CIO is a global title and with our sister titles across the planet we bring you a new series of reports on what are the main issues CIOs face and that are being reported in our fellow CIO titles. Compiled by IDG News Service with contributions from Tim Lohman, Australia; Alexandra Heymowska, Sweden; Horst Ellerman, Germany; Kim Nash, U.S.
As the new CIO of Sweden’s national train company SJ, Jan Fecko’s mission is to improve the information flow within the company – and get the upper hand over the country’s bitter winters. Last year, heavy snows caused months of constant delays, and furious passengers couldn’t get access to updated information from the company’s own website. Fecko’s challenge is to expose all the information hidden in SJ’s many databases so that it’s instantly accessible to employees and customers. He’s doing that via a Business Process Mapping system. Fecko is also putting in a new model for IT governance to close the gap between business and IT.

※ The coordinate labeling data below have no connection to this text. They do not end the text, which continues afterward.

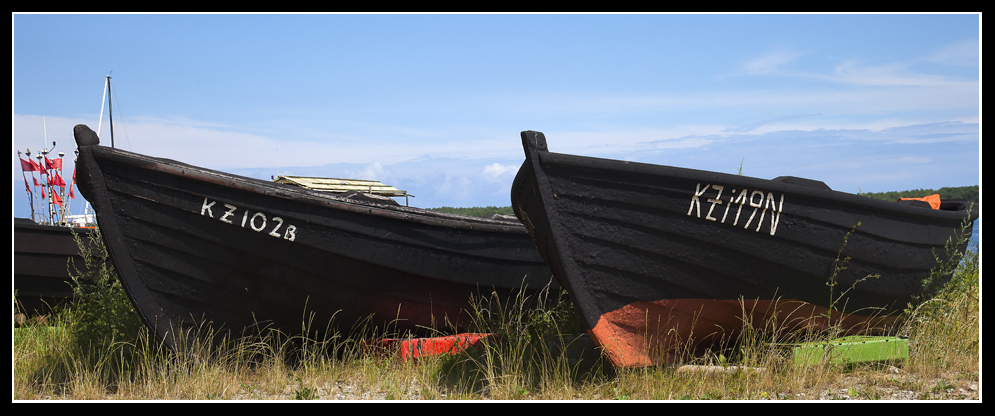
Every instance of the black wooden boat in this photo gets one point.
(44, 254)
(663, 261)
(194, 246)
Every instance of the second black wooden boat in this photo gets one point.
(44, 258)
(663, 261)
(196, 246)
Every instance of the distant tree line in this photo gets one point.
(970, 193)
(476, 211)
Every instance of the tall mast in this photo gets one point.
(110, 112)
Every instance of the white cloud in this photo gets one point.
(966, 52)
(498, 172)
(770, 62)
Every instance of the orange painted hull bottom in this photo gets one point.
(647, 333)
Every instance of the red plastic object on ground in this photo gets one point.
(414, 348)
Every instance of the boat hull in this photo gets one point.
(663, 262)
(194, 246)
(44, 255)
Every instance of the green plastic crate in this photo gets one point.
(852, 350)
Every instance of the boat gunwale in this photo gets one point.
(837, 197)
(290, 192)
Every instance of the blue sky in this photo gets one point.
(434, 104)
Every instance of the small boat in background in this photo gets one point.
(664, 261)
(44, 254)
(45, 249)
(194, 247)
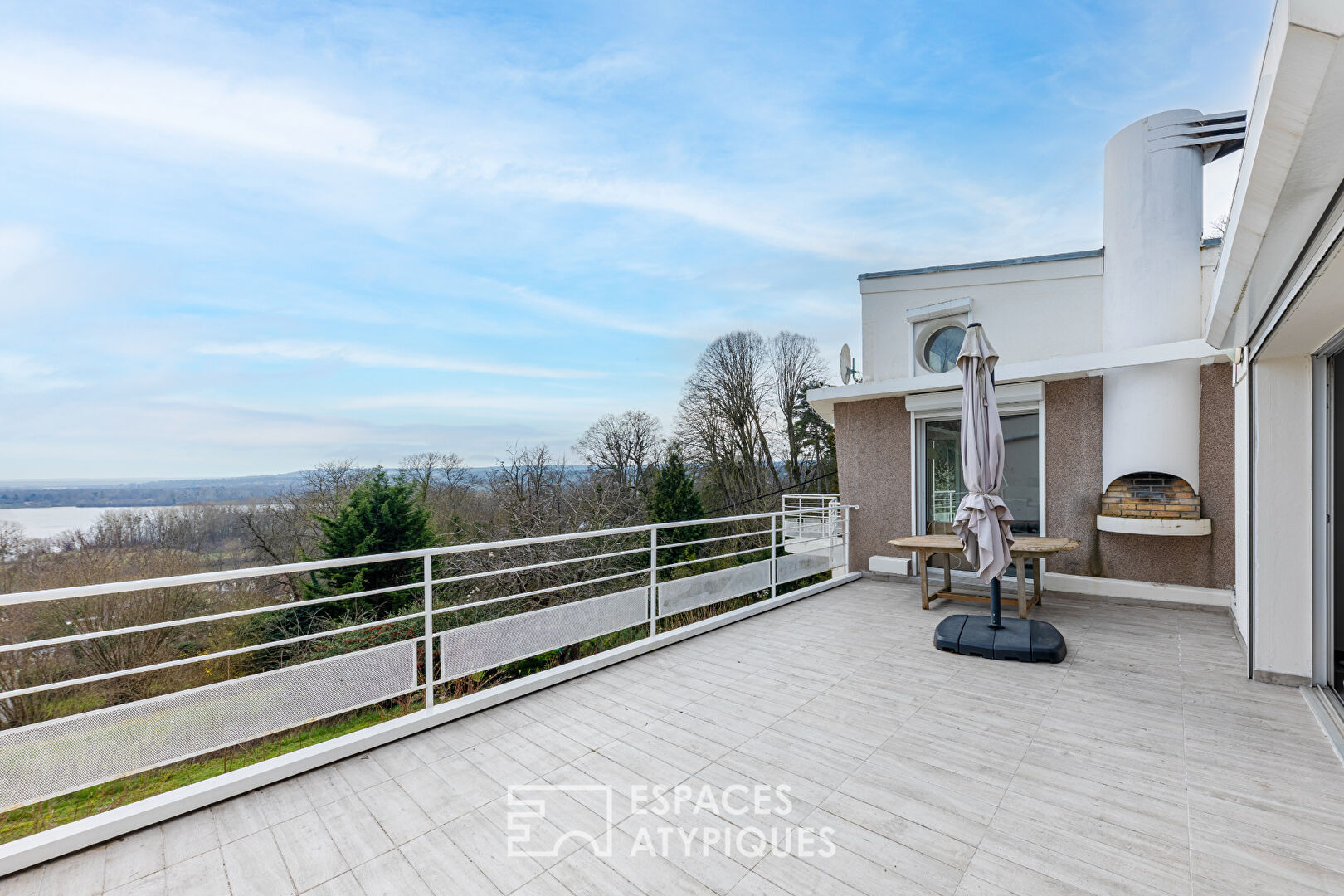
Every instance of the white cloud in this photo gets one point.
(26, 373)
(364, 356)
(21, 246)
(494, 402)
(453, 151)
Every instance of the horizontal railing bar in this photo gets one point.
(533, 594)
(537, 566)
(295, 605)
(219, 655)
(717, 557)
(722, 538)
(285, 568)
(214, 617)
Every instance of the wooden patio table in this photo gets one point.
(1023, 547)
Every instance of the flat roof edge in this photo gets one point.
(1006, 262)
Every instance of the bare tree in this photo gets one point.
(431, 470)
(12, 540)
(726, 414)
(621, 445)
(795, 362)
(285, 529)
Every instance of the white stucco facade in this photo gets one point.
(1278, 305)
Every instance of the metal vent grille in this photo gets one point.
(56, 757)
(485, 645)
(700, 590)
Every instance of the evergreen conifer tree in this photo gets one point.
(379, 518)
(674, 500)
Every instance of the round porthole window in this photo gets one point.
(942, 347)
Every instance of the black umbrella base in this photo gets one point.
(1022, 640)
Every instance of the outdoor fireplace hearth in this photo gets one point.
(1151, 503)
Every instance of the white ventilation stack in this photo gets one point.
(1152, 226)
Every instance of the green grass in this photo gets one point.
(90, 801)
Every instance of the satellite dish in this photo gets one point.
(847, 370)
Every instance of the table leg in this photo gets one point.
(1022, 589)
(923, 579)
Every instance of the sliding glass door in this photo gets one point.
(942, 488)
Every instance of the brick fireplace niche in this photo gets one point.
(1151, 504)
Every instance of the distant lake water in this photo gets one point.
(42, 523)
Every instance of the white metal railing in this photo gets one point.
(463, 610)
(808, 518)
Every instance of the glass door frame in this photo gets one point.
(918, 464)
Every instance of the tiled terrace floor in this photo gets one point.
(1146, 763)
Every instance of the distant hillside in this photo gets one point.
(162, 494)
(34, 494)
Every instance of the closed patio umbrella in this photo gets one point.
(983, 522)
(983, 519)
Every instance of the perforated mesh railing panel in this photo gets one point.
(702, 590)
(800, 566)
(485, 645)
(54, 757)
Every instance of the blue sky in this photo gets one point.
(247, 238)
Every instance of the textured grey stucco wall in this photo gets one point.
(873, 455)
(873, 446)
(1073, 490)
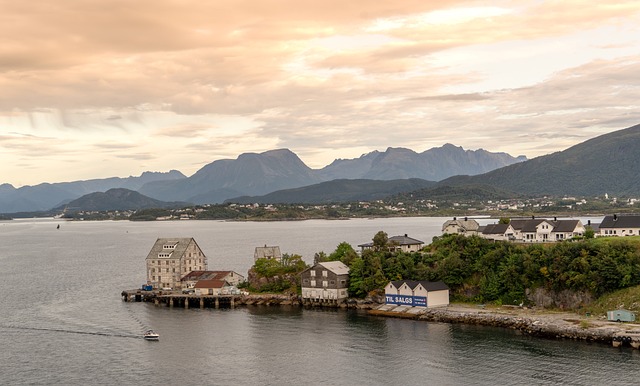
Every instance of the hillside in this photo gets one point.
(45, 196)
(117, 199)
(605, 164)
(337, 191)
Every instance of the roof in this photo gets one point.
(179, 246)
(211, 284)
(428, 285)
(265, 252)
(206, 275)
(399, 240)
(531, 226)
(336, 267)
(467, 225)
(495, 229)
(620, 221)
(404, 240)
(565, 225)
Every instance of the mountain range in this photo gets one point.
(117, 199)
(605, 164)
(253, 174)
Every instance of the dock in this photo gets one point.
(176, 299)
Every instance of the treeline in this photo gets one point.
(481, 270)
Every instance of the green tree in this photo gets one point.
(380, 241)
(589, 233)
(344, 252)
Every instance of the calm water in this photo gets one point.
(63, 323)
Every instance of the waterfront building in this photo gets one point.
(325, 281)
(170, 259)
(210, 287)
(417, 293)
(398, 244)
(620, 225)
(267, 253)
(231, 277)
(465, 227)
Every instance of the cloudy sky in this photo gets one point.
(102, 88)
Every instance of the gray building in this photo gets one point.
(170, 259)
(325, 282)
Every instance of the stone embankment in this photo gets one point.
(535, 322)
(542, 323)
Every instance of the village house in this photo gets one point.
(464, 227)
(325, 281)
(210, 287)
(498, 231)
(620, 225)
(170, 259)
(398, 244)
(417, 293)
(533, 230)
(267, 253)
(231, 277)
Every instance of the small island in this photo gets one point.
(562, 289)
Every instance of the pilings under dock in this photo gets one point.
(173, 299)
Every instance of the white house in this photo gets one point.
(271, 252)
(498, 232)
(172, 258)
(620, 225)
(398, 243)
(534, 230)
(464, 227)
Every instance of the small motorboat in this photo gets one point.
(151, 335)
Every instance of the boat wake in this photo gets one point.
(48, 329)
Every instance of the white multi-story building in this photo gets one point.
(170, 259)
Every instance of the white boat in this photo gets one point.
(151, 335)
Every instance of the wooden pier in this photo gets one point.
(174, 299)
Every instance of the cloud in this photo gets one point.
(122, 82)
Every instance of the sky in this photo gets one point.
(113, 88)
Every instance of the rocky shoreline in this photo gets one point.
(540, 323)
(534, 322)
(531, 321)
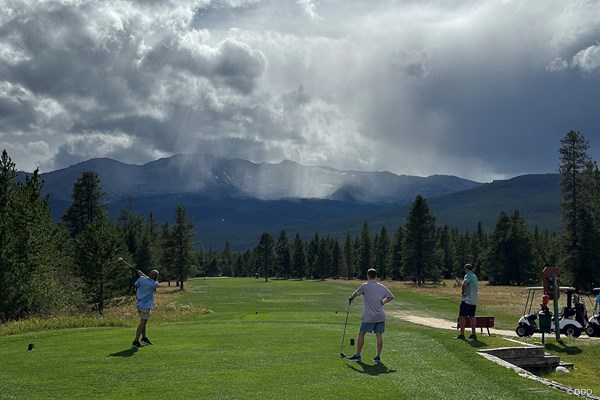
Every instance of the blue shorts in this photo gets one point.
(467, 310)
(376, 327)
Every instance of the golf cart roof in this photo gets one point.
(561, 288)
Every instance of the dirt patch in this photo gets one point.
(440, 323)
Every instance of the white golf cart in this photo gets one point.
(572, 318)
(593, 327)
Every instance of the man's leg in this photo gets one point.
(141, 330)
(473, 324)
(361, 342)
(462, 323)
(379, 343)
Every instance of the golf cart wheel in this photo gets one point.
(571, 331)
(591, 331)
(523, 330)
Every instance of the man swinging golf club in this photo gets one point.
(373, 317)
(145, 289)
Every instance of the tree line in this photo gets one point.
(71, 265)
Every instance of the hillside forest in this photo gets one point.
(73, 265)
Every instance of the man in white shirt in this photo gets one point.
(373, 317)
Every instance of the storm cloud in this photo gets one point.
(477, 89)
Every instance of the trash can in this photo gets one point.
(545, 320)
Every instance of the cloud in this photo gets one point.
(479, 89)
(588, 60)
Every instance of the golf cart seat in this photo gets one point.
(567, 312)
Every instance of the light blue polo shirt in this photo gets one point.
(470, 295)
(145, 292)
(373, 293)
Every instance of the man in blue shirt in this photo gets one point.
(145, 289)
(373, 317)
(468, 303)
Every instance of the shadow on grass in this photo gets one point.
(561, 347)
(377, 369)
(478, 344)
(125, 353)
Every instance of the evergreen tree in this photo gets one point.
(421, 260)
(88, 203)
(336, 260)
(349, 257)
(265, 255)
(448, 249)
(99, 245)
(182, 241)
(298, 257)
(511, 258)
(382, 254)
(573, 163)
(365, 250)
(396, 263)
(284, 256)
(35, 256)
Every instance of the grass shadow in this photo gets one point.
(561, 347)
(125, 353)
(478, 344)
(374, 370)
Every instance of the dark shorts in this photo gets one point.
(376, 327)
(144, 313)
(467, 310)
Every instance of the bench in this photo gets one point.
(480, 322)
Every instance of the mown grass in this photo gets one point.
(250, 339)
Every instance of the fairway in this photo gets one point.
(260, 340)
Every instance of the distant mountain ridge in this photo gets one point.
(219, 177)
(236, 200)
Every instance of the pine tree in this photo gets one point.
(182, 242)
(396, 262)
(298, 257)
(88, 203)
(284, 256)
(578, 234)
(99, 245)
(265, 255)
(365, 251)
(421, 259)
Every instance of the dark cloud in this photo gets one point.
(470, 88)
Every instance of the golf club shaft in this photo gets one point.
(345, 325)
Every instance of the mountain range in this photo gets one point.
(236, 200)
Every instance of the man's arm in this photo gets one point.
(388, 297)
(140, 273)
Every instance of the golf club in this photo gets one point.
(344, 335)
(120, 259)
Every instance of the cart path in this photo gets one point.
(441, 323)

And finally, he is drawing up a new process for “risk caused by weather” scenarios. So next time there is heavy snow, SJ’s IT department moves into “risk level 3” – which means more resources allocated to the public website, more detailed, focused information will be displayed to help affected customers.
The CIO for German-based logistics firm DB Schenker, Peter Schumann, recently joined colleagues from the CIO Executive council for a debate on the future role of the CIO. Is it functional, transformative, or strategic? The group agreed that a 30/50/20 rule seems to apply: CIOs spend about 30 percent of their time on functional issues, about 50 percent of the time leading process transformation, and 20 percent of the time working on innovation and strategic moves by their companies. For Schumann, supporting strategy also means engaging with customers and suppliers outside the company – “The other day I visited a potential major customer, to explain our IT solutions in detail,” he said. But while that aspect of the job is exciting, it’s also time-consuming” “If I had to attend ten of these deals personally, I’d be completely booked.”
Despite the difficult retail climate in the U.S, Mattress Giant has managed to increase sales by allowing in-store customers to complete purchases online – and it’s also removed a disincentive for salesmen to point customers toward the web site. CIO Steve Williams explained that changing how systems handled data has tripled the number of customers who buy a mattress after trying one out in the store. It leverages a “reservation” feature in the company’s ERP system, from Escalate Retail, that was intended for special orders. By giving customers a reservation number for an item they are considering, salesman get commission on the sale if it’s completed online. “Our website was taking orders and pumping into the ERP system. We flipped that. We take orders from the ERP system and pump them into the website,” Williams said. More than 30 percent of customers who enter Mattress Giant stores now end up buying, generating $7 million in new revenue in each of the past two years. “We were willing to let them leave, which took away the contentiousness,” he said.
Anecdotal reports suggest that Australian CIOs are consciously avoiding the public Cloud, but Julian Lamb, head of technology at Australian weight-loss company, Tony Ferguson, can’t understand why.
By adopting cloud solutions, Lamb has enabled his business to add some 1600 new retail outlets across the UK and South Africa since April.
“I’m a huge advocate of Cloud and it’s of particular benefit to small land medium business as it allows us to access, at a cost competitive rate, services which can be scaled for global enterprises,” Lamb said.